Otro analista de la Florida, que también prefiere no develar su identidad ante posibles represalias contra los críticos de Trump que viajan a Cuba, describe a Claver-Carone como alguien que antepone su trabajo de lobista por encima del interés nacional de Estados Unidos: “Es poco profesional, todo lo mira bajo el prisma de su obsesión cubana y apenas conoce la región”. Hace un año le prometió a Trump que en pocos días se derrocaría al gobierno de Nicolás Maduro en Venezuela, y “al igual que Marco Rubio, engañó a su presidente sobre la verdadera popularidad de Guaidó y acerca del apoyo internacional que supuestamente recibiría” el autoproclamado mandatario venezolano.

También lo describen como un abogado oscuro, sin don social y con una discreta exposición mediática hasta la investidura presidencial de Alberto Fernández en Argentina, cuando, precipitadamente, canceló citas y anunció a los periodistas que se iría de Buenos Aires sin asistir a la ceremonia. Claver-Carone dijo que quería evitar “la desagradable sorpresa” de encontrarse con el ministro de Comunicación de Venezuela, Jorge Rodríguez, o con el ex presidente ecuatoriano Rafael Correa, “como si un funcionario de esa jerarquía que viaja desde Washington no supiera con quién se va a topar”, comentó Página 12.

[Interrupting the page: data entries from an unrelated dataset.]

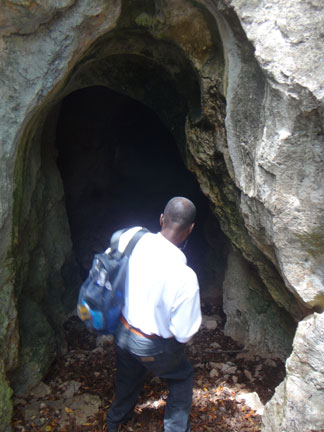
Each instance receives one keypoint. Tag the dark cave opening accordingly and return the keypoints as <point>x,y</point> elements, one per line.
<point>120,165</point>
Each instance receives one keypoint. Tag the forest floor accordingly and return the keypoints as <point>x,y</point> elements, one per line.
<point>230,387</point>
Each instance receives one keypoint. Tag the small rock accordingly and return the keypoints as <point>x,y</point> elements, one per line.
<point>213,373</point>
<point>72,389</point>
<point>248,375</point>
<point>41,390</point>
<point>253,401</point>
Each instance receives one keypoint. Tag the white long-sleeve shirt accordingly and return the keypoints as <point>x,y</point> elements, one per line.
<point>162,292</point>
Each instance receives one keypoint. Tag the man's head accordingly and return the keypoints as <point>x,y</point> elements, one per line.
<point>178,218</point>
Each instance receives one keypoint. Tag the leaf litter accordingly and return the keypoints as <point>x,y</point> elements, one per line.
<point>79,388</point>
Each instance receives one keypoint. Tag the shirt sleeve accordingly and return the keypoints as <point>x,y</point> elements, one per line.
<point>186,314</point>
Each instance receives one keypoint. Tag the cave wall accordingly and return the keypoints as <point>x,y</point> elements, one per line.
<point>253,136</point>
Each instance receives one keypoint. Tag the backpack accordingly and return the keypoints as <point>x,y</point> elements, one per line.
<point>101,296</point>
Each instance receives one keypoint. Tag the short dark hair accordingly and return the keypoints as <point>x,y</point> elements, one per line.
<point>180,211</point>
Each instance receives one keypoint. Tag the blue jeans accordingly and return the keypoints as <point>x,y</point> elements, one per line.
<point>137,356</point>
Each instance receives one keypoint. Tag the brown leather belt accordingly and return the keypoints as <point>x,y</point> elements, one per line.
<point>135,330</point>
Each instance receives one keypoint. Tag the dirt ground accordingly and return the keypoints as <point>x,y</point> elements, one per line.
<point>80,386</point>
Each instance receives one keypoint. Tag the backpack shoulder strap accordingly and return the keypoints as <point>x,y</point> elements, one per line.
<point>115,238</point>
<point>131,244</point>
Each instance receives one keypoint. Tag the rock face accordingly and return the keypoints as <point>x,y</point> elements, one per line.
<point>252,318</point>
<point>298,402</point>
<point>244,102</point>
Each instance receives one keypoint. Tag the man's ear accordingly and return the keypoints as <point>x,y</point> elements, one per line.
<point>162,219</point>
<point>191,228</point>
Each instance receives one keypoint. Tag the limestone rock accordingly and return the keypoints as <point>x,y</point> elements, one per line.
<point>298,401</point>
<point>252,319</point>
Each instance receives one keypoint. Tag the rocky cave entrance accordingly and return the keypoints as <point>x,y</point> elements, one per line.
<point>119,165</point>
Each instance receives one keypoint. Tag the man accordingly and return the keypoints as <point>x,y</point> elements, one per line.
<point>161,313</point>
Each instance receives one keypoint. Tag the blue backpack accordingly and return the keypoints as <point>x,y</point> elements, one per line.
<point>101,296</point>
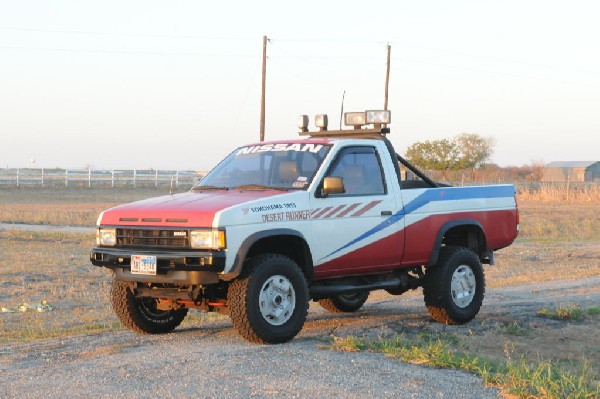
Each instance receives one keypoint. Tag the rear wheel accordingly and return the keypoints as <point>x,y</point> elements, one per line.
<point>141,314</point>
<point>345,303</point>
<point>269,302</point>
<point>454,288</point>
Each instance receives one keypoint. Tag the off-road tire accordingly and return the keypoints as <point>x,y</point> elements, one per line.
<point>345,303</point>
<point>245,293</point>
<point>140,314</point>
<point>442,301</point>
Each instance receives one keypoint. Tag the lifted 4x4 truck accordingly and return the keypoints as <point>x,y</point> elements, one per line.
<point>277,224</point>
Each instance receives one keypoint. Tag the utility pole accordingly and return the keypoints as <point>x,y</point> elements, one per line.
<point>387,78</point>
<point>262,98</point>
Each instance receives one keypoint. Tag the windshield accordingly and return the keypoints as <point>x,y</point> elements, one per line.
<point>269,166</point>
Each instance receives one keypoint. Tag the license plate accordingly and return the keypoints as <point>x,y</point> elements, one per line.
<point>143,264</point>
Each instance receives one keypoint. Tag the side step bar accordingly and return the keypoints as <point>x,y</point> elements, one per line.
<point>324,291</point>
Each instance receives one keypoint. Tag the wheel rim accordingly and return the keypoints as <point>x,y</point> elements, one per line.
<point>277,300</point>
<point>463,286</point>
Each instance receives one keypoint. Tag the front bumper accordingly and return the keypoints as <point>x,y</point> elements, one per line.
<point>173,267</point>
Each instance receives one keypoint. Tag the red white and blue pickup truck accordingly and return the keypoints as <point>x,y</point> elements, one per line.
<point>277,224</point>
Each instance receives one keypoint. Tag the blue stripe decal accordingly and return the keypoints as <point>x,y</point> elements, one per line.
<point>433,195</point>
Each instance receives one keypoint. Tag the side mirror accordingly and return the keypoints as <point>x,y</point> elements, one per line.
<point>333,185</point>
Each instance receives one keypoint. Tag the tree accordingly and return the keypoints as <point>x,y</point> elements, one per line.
<point>475,150</point>
<point>537,167</point>
<point>442,155</point>
<point>465,151</point>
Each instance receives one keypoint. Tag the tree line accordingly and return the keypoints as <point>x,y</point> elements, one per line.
<point>467,157</point>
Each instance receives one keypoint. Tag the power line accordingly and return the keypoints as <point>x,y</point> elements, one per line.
<point>74,32</point>
<point>511,75</point>
<point>68,50</point>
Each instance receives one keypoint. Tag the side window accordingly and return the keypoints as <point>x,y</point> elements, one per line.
<point>360,169</point>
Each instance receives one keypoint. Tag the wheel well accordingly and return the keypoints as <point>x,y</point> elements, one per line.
<point>465,234</point>
<point>293,247</point>
<point>468,236</point>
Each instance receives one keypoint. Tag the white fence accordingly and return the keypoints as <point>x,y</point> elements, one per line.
<point>98,178</point>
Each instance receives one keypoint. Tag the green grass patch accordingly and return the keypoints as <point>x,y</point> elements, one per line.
<point>40,331</point>
<point>593,311</point>
<point>526,380</point>
<point>516,330</point>
<point>564,313</point>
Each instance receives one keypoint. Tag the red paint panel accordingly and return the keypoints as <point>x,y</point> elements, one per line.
<point>366,208</point>
<point>336,210</point>
<point>198,208</point>
<point>318,215</point>
<point>381,255</point>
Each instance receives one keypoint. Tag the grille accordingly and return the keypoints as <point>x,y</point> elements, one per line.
<point>152,238</point>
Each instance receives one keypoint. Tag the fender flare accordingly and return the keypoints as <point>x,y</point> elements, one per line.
<point>437,245</point>
<point>244,248</point>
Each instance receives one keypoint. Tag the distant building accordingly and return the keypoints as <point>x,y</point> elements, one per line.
<point>584,171</point>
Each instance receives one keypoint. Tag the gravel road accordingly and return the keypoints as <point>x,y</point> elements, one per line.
<point>210,360</point>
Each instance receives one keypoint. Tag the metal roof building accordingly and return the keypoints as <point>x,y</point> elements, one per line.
<point>583,171</point>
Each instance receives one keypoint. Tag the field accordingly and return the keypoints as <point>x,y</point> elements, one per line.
<point>539,309</point>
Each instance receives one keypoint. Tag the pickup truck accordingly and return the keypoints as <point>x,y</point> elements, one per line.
<point>326,218</point>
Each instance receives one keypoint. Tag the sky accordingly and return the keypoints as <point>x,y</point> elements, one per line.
<point>176,84</point>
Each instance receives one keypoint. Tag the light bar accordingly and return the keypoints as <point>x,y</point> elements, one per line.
<point>303,123</point>
<point>378,117</point>
<point>356,119</point>
<point>321,121</point>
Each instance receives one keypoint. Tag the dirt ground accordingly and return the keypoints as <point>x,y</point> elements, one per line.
<point>555,263</point>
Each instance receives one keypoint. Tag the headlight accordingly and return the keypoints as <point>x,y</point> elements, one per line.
<point>107,237</point>
<point>207,239</point>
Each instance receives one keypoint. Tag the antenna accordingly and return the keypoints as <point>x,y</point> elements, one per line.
<point>342,110</point>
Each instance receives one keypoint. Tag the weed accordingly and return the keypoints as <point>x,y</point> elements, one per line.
<point>516,330</point>
<point>593,311</point>
<point>544,379</point>
<point>565,313</point>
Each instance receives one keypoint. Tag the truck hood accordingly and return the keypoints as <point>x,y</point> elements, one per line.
<point>191,209</point>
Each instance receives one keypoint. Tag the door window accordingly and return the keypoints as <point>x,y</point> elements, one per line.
<point>360,169</point>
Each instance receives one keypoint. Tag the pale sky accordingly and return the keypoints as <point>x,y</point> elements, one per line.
<point>176,84</point>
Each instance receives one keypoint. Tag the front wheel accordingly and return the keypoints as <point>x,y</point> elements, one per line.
<point>269,302</point>
<point>454,288</point>
<point>345,303</point>
<point>140,314</point>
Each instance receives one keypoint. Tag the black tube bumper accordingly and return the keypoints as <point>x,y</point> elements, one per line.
<point>167,261</point>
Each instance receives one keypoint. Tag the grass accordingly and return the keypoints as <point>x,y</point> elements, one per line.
<point>558,240</point>
<point>589,193</point>
<point>568,313</point>
<point>68,206</point>
<point>55,267</point>
<point>521,378</point>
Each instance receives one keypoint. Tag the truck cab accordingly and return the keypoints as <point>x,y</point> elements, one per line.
<point>323,218</point>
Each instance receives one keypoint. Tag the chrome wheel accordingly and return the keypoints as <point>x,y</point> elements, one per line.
<point>277,300</point>
<point>463,286</point>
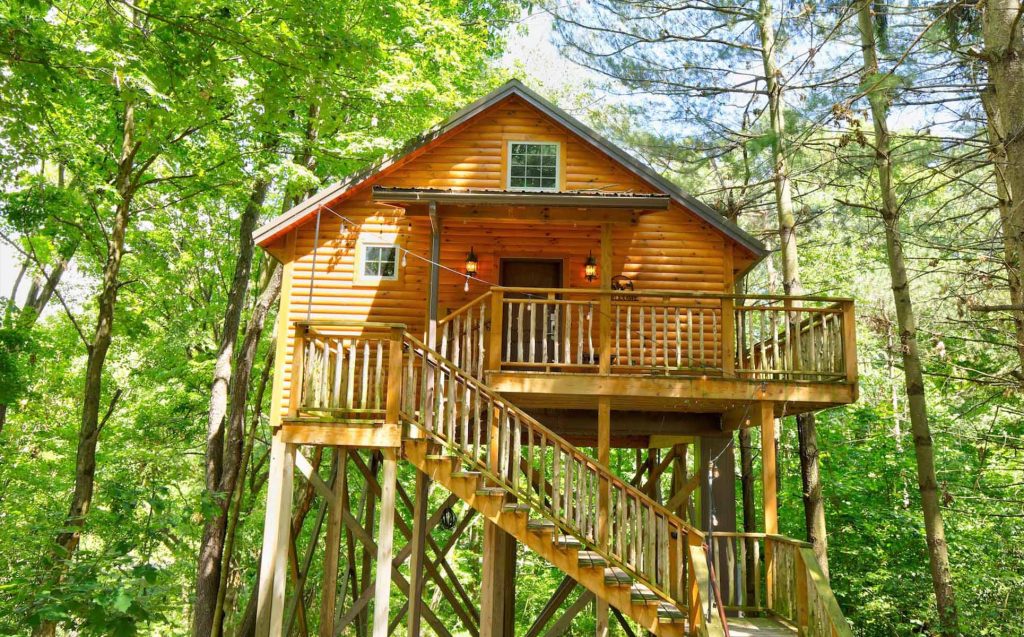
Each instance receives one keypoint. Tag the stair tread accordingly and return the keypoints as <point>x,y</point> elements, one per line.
<point>641,593</point>
<point>616,577</point>
<point>491,491</point>
<point>670,613</point>
<point>567,541</point>
<point>591,559</point>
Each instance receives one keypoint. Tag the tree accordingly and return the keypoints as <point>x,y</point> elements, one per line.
<point>878,90</point>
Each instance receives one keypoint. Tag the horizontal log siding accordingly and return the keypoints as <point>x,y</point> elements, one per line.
<point>474,158</point>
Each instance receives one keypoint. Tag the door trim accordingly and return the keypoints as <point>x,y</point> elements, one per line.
<point>562,262</point>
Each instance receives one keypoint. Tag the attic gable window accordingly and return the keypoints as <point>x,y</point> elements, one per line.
<point>532,166</point>
<point>380,262</point>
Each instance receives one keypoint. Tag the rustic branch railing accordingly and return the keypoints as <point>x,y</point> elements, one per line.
<point>670,333</point>
<point>343,370</point>
<point>344,373</point>
<point>778,576</point>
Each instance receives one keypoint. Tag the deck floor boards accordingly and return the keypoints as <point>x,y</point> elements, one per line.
<point>759,627</point>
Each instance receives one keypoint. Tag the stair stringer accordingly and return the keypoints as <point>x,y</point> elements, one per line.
<point>515,523</point>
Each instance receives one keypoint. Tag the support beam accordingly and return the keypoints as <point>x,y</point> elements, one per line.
<point>332,544</point>
<point>416,569</point>
<point>565,621</point>
<point>719,513</point>
<point>604,493</point>
<point>565,587</point>
<point>385,544</point>
<point>276,538</point>
<point>498,587</point>
<point>766,421</point>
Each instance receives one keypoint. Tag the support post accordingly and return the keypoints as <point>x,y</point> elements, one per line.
<point>497,326</point>
<point>332,544</point>
<point>498,587</point>
<point>417,572</point>
<point>276,539</point>
<point>765,413</point>
<point>435,258</point>
<point>604,487</point>
<point>604,323</point>
<point>385,544</point>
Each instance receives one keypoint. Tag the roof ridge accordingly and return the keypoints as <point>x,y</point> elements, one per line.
<point>298,213</point>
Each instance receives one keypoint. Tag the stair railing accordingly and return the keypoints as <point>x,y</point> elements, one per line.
<point>538,467</point>
<point>781,577</point>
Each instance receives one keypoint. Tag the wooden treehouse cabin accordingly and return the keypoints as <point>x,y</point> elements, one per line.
<point>499,306</point>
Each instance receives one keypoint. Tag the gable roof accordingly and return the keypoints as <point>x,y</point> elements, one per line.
<point>283,223</point>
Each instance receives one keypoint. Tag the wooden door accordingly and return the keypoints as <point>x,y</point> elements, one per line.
<point>528,337</point>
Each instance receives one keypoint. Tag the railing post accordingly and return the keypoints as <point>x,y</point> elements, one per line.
<point>728,337</point>
<point>796,335</point>
<point>849,342</point>
<point>393,401</point>
<point>693,610</point>
<point>497,321</point>
<point>297,381</point>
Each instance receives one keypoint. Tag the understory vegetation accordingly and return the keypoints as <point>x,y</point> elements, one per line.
<point>141,143</point>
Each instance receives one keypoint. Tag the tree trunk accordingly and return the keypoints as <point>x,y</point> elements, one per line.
<point>221,466</point>
<point>814,512</point>
<point>747,487</point>
<point>1004,102</point>
<point>91,425</point>
<point>906,322</point>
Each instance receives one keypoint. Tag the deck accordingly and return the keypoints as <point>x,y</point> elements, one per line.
<point>656,350</point>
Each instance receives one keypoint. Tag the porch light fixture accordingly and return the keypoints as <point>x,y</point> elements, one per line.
<point>590,267</point>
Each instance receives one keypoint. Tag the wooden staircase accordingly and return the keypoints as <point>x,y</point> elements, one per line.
<point>609,537</point>
<point>612,539</point>
<point>566,552</point>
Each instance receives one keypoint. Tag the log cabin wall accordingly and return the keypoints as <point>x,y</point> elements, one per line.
<point>666,250</point>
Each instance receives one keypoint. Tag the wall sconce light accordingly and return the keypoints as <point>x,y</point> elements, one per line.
<point>590,267</point>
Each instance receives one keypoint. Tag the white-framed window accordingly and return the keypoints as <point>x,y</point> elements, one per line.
<point>378,261</point>
<point>534,165</point>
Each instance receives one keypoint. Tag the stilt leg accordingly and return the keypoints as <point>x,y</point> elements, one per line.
<point>332,546</point>
<point>385,545</point>
<point>276,538</point>
<point>417,571</point>
<point>498,588</point>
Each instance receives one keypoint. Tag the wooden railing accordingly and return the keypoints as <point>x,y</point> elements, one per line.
<point>538,467</point>
<point>345,373</point>
<point>788,583</point>
<point>665,333</point>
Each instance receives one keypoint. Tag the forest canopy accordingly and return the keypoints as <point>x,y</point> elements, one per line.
<point>877,149</point>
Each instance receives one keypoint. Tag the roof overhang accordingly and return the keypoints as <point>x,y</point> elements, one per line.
<point>357,181</point>
<point>617,201</point>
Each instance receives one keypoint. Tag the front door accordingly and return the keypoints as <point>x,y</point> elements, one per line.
<point>528,335</point>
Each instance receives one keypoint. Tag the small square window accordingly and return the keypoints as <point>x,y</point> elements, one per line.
<point>532,166</point>
<point>380,262</point>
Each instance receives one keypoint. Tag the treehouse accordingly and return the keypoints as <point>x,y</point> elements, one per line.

Quizás el verdadero problema para Claver-Carone es Miguel Díaz-Canel, invitado por Fernández al acto presidencial. El “hombre del año” de la Casa Blanca prefirió esquivar un inevitable cara a cara con su fracaso, personificado en el mandatario caribeño, quien en la última sesión del Parlamento cubano en 2019, hace cinco días, invitó a esperar el nuevo año con una gran fiesta: “Que nuestras plazas urbanas y rurales se llenen de música y de alegría. Hay todas las razones para festejar. En el año 61 de la Revolución, nos tiraron a matar y estamos vivos.”